Do Neocons Comprehend English?

Nuclear weapons huggers are tripping over themselves to claim that last week’s op-ed by the “four horsemen” — George Schultz, Bill Perry, Henry Kissinger and Sam Nunn (all global zero advocates) — has struck a blow to the President’s effort to get a new START treaty. Senator Jon Kyl (R-AZ) and Frank Gaffney both claim that the four leaders came out in support of building a new nuclear warhead. That would be a real problem for the President if those leaders had done that. But they did no such thing.

Despite the fact that there is nothing written in the op-ed that says anything about building a new warhead (in fact it actually rebuffs Kyl on a number of points), Kyl and Gaffney both infer that the four statesmen — by endorsing the congressionally mandated Strategic Posture Commission report that came out last May — are, by extension, endorsing the construction of new nuclear warheads. Kyl in a letter to the Wall Street Journal makes the logical leap, as he says the four statesmen:

deliver a clarion call for the “necessity to maintain the safety, security and reliability of our own [nuclear] weapons.” In so doing, they have associated themselves with…the experts on the bipartisan Perry-Schlesinger Commission, who have urged significant and immediate funding to develop a modern warhead and repair our decrepit Manhattan Project-era nuclear infrastructure.

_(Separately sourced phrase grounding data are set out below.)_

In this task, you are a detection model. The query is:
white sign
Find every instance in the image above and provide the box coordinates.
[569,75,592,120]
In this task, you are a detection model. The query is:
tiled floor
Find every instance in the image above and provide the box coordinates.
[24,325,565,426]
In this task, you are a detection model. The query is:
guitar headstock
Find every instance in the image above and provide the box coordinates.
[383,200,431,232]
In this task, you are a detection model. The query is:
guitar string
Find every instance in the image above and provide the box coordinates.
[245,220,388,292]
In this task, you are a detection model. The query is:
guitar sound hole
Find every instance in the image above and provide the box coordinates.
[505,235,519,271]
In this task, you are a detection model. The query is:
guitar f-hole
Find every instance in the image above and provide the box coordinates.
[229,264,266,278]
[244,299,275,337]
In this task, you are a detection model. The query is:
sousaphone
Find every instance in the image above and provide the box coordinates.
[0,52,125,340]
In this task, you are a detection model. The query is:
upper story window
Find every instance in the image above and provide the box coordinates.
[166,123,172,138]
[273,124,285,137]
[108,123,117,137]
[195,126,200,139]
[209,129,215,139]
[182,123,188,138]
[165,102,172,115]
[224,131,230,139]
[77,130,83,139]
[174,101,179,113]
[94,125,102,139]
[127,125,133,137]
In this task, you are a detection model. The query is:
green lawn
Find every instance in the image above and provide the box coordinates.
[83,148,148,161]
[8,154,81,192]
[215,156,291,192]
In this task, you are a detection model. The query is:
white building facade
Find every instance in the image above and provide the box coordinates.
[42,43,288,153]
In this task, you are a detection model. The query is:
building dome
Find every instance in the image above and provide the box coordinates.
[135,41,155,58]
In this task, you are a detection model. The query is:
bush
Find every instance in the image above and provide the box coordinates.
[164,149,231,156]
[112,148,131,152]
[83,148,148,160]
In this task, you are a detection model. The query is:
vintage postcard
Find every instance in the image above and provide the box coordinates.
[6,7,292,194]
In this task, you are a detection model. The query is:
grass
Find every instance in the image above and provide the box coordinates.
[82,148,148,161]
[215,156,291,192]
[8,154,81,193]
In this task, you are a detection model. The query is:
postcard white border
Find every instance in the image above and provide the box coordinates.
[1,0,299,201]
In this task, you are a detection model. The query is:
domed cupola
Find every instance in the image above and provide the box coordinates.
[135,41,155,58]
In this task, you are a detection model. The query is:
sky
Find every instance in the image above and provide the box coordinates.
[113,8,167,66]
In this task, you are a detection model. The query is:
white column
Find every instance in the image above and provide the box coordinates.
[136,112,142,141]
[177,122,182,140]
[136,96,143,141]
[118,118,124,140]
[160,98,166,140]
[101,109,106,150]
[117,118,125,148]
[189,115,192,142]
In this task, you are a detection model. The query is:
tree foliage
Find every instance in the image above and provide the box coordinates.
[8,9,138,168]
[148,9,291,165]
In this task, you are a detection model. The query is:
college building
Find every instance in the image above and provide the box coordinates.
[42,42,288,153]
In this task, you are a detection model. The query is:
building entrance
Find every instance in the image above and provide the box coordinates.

There are two catastrophic problems with this claim.

First, the Perry-Schlesinger Commission NEVER advocated building a new warhead. It just didn’t. Kingston Rief at Nukes of Hazard, who happened to be on the staff of the Strategic Posture commission, corrects the record:

The Commission, simply does not say that the U.S. needs new warheads … Instead it notes that existing life extension programs and new warhead designs represent opposite ends of a spectrum of options. What we have learned about our nuclear weapons to date suggests that existing life extension programs, not new warhead designs, make the greatest technical and strategic sense.

Three possibilities arise from Kyl’s totally fraudulent claim that that the commission “urged significant and immediate funding” for a new warhead. Either Jon Kyl and his staff, along with the Wall Street Journal, and other conservatives have not read the Strategic Posture report; or they read it, but lacking proper reading comprehension skills they misunderstood it; or finally — and most likely — they are knowingly and deliberately lying about what it says.


Second, Kyl, Gaffney, et al. don’t seem to understand the meaning of the word “modernize.” They interpret the word modernize to only mean the replacement of something with something else. Therefore when reports call for the “modernizing” of US nuclear forces they assume that this can only mean the construction of new nuclear warheads. This is nonsense.

To modernize something does not have to entail replacing it, it can just as easily entail refurbishing, or renovating. Using the online Webster’s dictionary I discovered that modernize means, “to bring up to date in style, design, methods.” Modernizing a nuclear weapon therefore does not mean that one has to build an entirely new one. Thus, the Perry-Schlesinger commission, the Obama administration, and the four horsemen can all be for modernizing the US nuclear arsenal, while simultaneously being against a new nuclear warhead. Stephen Pifer of the Brookings Institution explained the distinction:

We [the US] take a missile frame and we modernize it, and we refurbish it, whereas the Russian practice is to take a missile, they use it for 15 years and then they replace it completely. So you’ll see new numbers coming up on the Russian side and you may think that, gosh, the Americans are still deploying these 1970s missiles. I suspect when they retire the last Minuteman III in 2030, it may have three of the original bolts on it from 1970 but it’s going to be a very different missile.

While conservatives can try to argue wrongly that this type of modernization is insufficient, it is simply a lie to argue that the Perry-Schlesinger commission report that calls for modernizing the nuclear arsenal is arguing to build a completely new nuclear warhead.